“Come on, Castien, you can do this. Try again.” Daeron leaned on the wall behind him as he watched.
Castien was crouched in front of the chest to study the lock. A small touch of magic told him it was well and truly trapped, both normally and magically. He placed one finger on each side of it just beyond the area that the traps covered and projected the words of a Cantrip of Untrapping. It was a somewhat complicated bit of magic that took all of his concentration; he wanted to undo both traps at once just on the off chance they were linked. This time it worked, he could feel the magic one dissolve and the mechanical one slip apart. With a small sigh of relief Castien went to work opening the lock. He could have used another Cantrip, one for Unbinding, but he needed the physical practice. He had to be certain his fingers had regained their full sensitivity and would do what he required of them. Sword fighting was one thing, but to manipulate the small tools needed to open a lock as tricky as this one was another. Castien began to sweat as he maneuvered the pick. He couldn’t feel the movement of the tumblers as well as he should have. Then just when he was ready to give up there was a click and the lock fell open. Behind him he heard Daeron sigh in relief. Castien turned to look up at him, chuckled and arched an eyebrow.
“Oh I knew you could do it, I never doubted,” Daeron said with a laugh. Then he looked at Castien. “I don’t understand why you can make sounds but not talk. It’s not that you don’t have what it takes because with Ange’s help you do speak.”
Much as Castien hated to do it, because it would leave him silent later when he might need to talk again, he took Ange out and went through the ritual.
“It’s a long story, Daeron, but to make it shorter I got caught by a mage I was sent to rob. I was the best and no one could catch me so I had become over confident.” Castien smiled slightly at his own stupidity, he could do that now. “He found the whole thing quite amusing but wasn’t about to let me go without giving me a reminder of what had happened.

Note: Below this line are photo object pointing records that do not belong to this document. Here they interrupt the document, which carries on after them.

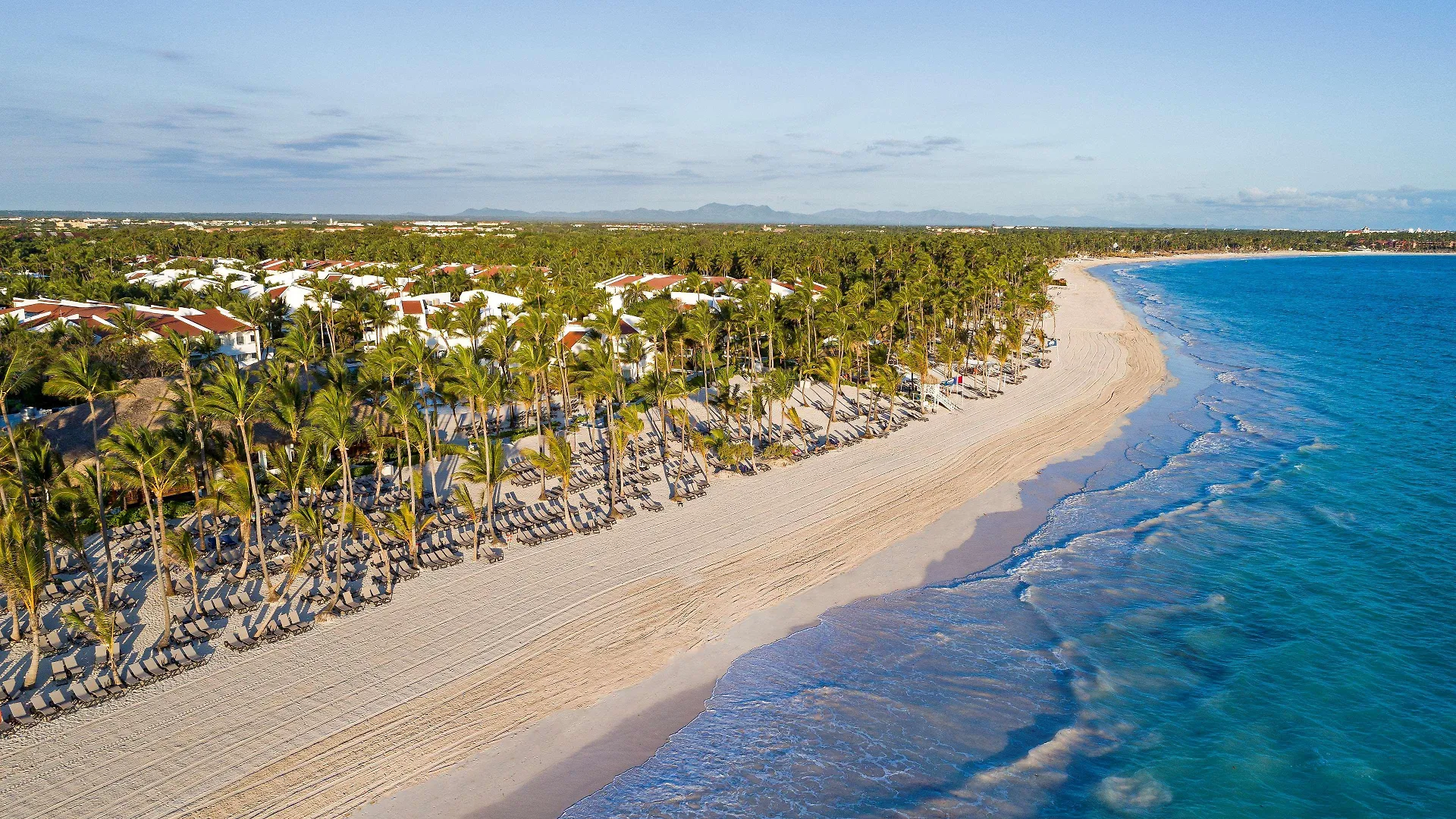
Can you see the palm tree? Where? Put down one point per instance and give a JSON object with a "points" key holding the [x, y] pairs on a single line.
{"points": [[184, 550], [830, 373], [984, 346], [24, 573], [484, 464], [232, 397], [316, 526], [403, 525], [77, 376], [98, 623], [19, 372], [555, 463], [153, 464]]}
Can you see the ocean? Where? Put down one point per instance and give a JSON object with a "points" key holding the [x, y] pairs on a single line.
{"points": [[1244, 611]]}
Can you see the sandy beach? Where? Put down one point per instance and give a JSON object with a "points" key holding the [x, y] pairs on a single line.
{"points": [[516, 689]]}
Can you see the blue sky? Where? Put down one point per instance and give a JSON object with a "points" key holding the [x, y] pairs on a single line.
{"points": [[1301, 115]]}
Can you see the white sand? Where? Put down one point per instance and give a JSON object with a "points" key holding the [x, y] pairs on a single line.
{"points": [[453, 672]]}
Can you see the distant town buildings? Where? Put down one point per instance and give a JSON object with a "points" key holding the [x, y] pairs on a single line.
{"points": [[237, 337]]}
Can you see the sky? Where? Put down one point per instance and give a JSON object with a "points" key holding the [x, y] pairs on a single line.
{"points": [[1228, 114]]}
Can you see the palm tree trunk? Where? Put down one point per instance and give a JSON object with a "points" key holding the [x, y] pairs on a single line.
{"points": [[565, 499], [15, 618], [258, 504], [36, 627]]}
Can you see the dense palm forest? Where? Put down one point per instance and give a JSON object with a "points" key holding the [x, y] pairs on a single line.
{"points": [[366, 447]]}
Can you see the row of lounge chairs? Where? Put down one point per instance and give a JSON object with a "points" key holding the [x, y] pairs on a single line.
{"points": [[287, 626], [194, 630], [231, 604], [82, 692]]}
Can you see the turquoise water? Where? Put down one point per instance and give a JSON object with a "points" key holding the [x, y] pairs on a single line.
{"points": [[1245, 613]]}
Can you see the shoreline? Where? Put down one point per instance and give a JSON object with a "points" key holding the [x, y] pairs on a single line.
{"points": [[546, 768], [525, 665]]}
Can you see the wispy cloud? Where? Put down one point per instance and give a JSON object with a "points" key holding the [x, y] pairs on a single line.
{"points": [[913, 148], [340, 140], [1293, 199]]}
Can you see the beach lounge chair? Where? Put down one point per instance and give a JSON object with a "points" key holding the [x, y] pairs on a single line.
{"points": [[80, 692], [18, 714], [41, 707]]}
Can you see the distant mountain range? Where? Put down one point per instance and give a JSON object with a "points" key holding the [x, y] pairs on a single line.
{"points": [[712, 213], [718, 213]]}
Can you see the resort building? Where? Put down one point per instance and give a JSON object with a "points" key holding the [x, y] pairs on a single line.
{"points": [[237, 337]]}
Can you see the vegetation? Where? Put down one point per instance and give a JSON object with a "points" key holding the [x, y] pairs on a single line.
{"points": [[294, 457]]}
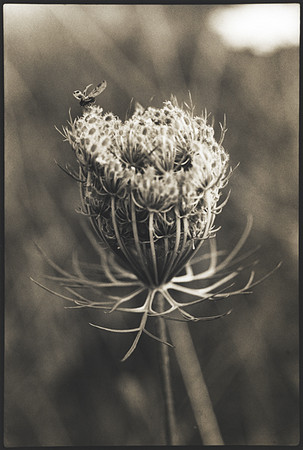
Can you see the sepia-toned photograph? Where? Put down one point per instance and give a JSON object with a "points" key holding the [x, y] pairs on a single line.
{"points": [[151, 162]]}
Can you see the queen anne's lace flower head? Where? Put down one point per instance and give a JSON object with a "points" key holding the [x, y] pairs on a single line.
{"points": [[150, 185]]}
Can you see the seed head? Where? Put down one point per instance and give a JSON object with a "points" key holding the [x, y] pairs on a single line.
{"points": [[150, 185]]}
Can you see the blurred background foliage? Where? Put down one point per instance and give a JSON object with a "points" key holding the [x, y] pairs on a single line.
{"points": [[64, 383]]}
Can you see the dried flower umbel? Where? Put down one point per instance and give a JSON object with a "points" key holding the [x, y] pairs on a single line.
{"points": [[151, 187]]}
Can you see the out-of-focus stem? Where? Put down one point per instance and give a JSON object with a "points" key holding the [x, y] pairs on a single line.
{"points": [[170, 418], [195, 383]]}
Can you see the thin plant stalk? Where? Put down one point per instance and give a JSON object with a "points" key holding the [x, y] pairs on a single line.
{"points": [[195, 384], [170, 417]]}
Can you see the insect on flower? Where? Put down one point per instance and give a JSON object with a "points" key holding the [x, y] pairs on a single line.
{"points": [[88, 99], [151, 188]]}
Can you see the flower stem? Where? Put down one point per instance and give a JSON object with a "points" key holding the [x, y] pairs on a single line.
{"points": [[170, 419], [195, 384]]}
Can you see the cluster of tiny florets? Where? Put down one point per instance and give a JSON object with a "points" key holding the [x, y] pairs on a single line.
{"points": [[150, 185]]}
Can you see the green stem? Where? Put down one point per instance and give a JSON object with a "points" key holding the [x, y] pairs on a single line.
{"points": [[170, 422], [195, 383]]}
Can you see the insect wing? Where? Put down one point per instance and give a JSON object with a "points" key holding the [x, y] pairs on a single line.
{"points": [[78, 95], [98, 89]]}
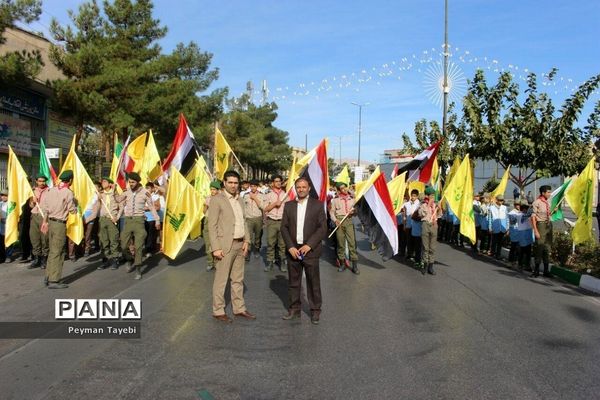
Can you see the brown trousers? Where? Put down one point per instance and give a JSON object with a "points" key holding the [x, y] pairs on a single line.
{"points": [[310, 266], [230, 267]]}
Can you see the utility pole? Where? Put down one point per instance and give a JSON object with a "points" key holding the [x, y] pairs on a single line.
{"points": [[360, 106], [445, 88]]}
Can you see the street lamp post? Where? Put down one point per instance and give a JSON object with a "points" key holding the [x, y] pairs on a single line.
{"points": [[360, 106]]}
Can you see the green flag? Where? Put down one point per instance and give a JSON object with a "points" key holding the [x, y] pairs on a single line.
{"points": [[556, 200]]}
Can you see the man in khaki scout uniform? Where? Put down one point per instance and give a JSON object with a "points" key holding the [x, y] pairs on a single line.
{"points": [[215, 187], [56, 206], [39, 240], [274, 201], [110, 213], [136, 199], [341, 206], [542, 229], [229, 241], [429, 213], [253, 206]]}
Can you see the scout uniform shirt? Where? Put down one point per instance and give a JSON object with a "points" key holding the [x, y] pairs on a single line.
{"points": [[137, 202], [272, 197], [38, 194], [251, 208], [111, 204], [341, 206], [58, 203], [541, 209]]}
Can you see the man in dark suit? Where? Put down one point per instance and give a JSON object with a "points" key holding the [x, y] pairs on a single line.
{"points": [[303, 227]]}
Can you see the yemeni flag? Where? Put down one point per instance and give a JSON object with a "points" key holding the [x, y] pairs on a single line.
{"points": [[374, 208], [421, 167], [313, 167], [556, 199], [182, 155], [45, 165], [394, 172]]}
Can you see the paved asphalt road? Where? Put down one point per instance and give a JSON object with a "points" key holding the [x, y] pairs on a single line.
{"points": [[476, 330]]}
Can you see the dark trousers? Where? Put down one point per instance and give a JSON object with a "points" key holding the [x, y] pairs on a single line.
{"points": [[513, 254], [2, 250], [401, 241], [485, 240], [310, 266], [151, 236], [418, 247], [497, 244], [525, 257]]}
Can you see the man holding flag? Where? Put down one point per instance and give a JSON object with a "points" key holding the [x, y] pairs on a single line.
{"points": [[39, 240], [56, 207]]}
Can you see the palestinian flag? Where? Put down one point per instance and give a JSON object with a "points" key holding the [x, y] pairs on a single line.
{"points": [[421, 167], [374, 208], [313, 166], [45, 165]]}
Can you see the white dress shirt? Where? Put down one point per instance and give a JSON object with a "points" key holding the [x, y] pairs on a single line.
{"points": [[300, 220]]}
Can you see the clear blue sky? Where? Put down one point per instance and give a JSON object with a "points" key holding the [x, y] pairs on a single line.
{"points": [[357, 51]]}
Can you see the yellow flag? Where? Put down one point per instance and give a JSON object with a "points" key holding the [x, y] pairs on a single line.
{"points": [[150, 169], [435, 172], [200, 179], [501, 188], [459, 194], [363, 186], [343, 176], [222, 153], [136, 149], [397, 187], [580, 196], [83, 189], [182, 212], [19, 192]]}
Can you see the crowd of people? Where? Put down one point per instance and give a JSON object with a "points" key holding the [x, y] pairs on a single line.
{"points": [[124, 226]]}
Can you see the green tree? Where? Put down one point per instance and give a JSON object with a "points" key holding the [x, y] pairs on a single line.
{"points": [[528, 134], [428, 132], [260, 146], [18, 66], [119, 80]]}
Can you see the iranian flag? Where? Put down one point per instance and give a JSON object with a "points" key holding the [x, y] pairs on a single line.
{"points": [[45, 166]]}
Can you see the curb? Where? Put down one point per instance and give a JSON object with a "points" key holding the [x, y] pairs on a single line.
{"points": [[583, 281]]}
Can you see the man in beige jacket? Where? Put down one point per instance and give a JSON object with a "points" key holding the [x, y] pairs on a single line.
{"points": [[229, 241]]}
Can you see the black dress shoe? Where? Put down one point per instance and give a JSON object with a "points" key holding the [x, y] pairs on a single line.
{"points": [[57, 285], [245, 314], [291, 315], [222, 318]]}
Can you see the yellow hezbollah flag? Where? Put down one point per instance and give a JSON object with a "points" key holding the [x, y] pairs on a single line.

We debated, he and I. What would be a good punishment, to lose my hands, my sight perhaps, a leg so I couldn’t climb, which is rather a prerequisite for a thief of my caliber? In the end, we compromised. I offered to do a job for him and he decided that, for a thief, silence was golden. In the end I agreed, better to lose my ability to talk than, well…” Castien shrugged.

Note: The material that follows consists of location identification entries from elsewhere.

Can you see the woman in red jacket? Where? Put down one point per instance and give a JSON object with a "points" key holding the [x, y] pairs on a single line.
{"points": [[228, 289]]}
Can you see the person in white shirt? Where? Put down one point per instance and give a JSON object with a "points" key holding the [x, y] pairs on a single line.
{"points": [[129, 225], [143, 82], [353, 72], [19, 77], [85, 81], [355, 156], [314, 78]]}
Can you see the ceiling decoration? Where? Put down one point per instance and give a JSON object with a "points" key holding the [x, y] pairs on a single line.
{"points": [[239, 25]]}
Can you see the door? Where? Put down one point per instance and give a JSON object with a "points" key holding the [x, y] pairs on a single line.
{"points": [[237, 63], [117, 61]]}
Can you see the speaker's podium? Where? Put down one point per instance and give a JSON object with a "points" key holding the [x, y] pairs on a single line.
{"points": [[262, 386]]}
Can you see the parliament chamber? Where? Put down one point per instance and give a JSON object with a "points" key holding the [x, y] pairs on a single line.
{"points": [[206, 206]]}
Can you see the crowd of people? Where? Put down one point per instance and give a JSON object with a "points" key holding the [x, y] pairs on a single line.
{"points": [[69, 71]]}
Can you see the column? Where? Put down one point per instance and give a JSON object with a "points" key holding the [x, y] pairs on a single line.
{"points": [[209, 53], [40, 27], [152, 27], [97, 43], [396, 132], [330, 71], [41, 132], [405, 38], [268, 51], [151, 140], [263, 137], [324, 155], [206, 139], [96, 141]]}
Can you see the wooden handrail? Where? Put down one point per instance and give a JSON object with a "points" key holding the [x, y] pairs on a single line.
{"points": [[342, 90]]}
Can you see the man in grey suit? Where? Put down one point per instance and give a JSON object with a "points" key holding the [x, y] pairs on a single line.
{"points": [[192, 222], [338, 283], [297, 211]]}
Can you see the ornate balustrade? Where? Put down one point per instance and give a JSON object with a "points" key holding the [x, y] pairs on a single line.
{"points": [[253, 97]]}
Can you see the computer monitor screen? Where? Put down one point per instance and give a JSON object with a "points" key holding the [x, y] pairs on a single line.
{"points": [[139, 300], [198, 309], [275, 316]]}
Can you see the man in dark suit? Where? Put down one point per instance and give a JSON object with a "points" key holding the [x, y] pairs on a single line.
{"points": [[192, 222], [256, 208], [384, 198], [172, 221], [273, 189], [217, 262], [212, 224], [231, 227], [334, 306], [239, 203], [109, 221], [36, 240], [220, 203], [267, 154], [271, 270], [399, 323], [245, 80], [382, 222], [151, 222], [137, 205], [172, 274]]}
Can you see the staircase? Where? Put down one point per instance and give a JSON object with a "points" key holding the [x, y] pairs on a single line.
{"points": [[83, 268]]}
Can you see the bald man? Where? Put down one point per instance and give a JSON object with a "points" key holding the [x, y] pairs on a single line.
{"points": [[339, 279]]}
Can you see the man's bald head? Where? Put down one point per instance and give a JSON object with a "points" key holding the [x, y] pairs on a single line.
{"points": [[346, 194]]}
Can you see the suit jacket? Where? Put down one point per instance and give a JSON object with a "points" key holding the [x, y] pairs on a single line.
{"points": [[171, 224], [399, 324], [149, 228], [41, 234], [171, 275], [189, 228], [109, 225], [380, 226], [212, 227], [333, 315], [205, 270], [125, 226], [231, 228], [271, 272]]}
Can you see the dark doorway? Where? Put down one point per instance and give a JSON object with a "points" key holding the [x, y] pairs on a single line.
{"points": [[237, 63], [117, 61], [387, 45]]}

“But what about Ange, where did she come from, why do you have her?”
“Let us just say the mage took pity on me after I completed the job he had assigned me. I almost died because I could not speak a spell that would have saved me from harm. The guards thought I would be good for target practice and I couldn’t raise a shield of protection as I was escaping. The mage spent several days patching me back together. He wasn’t a bad sort, all things considered, and while he wasn’t about to give me back my voice on a permanent basis, he did the next best thing, he created Ange.”
Daeron thought about that. “Ange, and a time limit, depending on what you are doing.”
“Yes, for each minute I speak I am relegated to anywhere from ten to sixty minutes of silence, depending upon what condition I’m in and how necessary it was for me to talk in the first place.”
“Then damn it, shut up.” Daeron had the effrontery to put his hand over Castien’s mouth to quiet him. “Why didn’t you tell me when I first found out what, how…” His mouth tightened in frustration and a bit of anger. Then he shook his head. “Don’t answer that. No more talking until you have to. And next time I ask a stupid question just ignore it.”
Castien pushed his hand away to say, “It wasn’t stupid, you need to know if you’re going to use me effectively.” Then he shut up. Daeron was right; this small bit of conversation could cost him.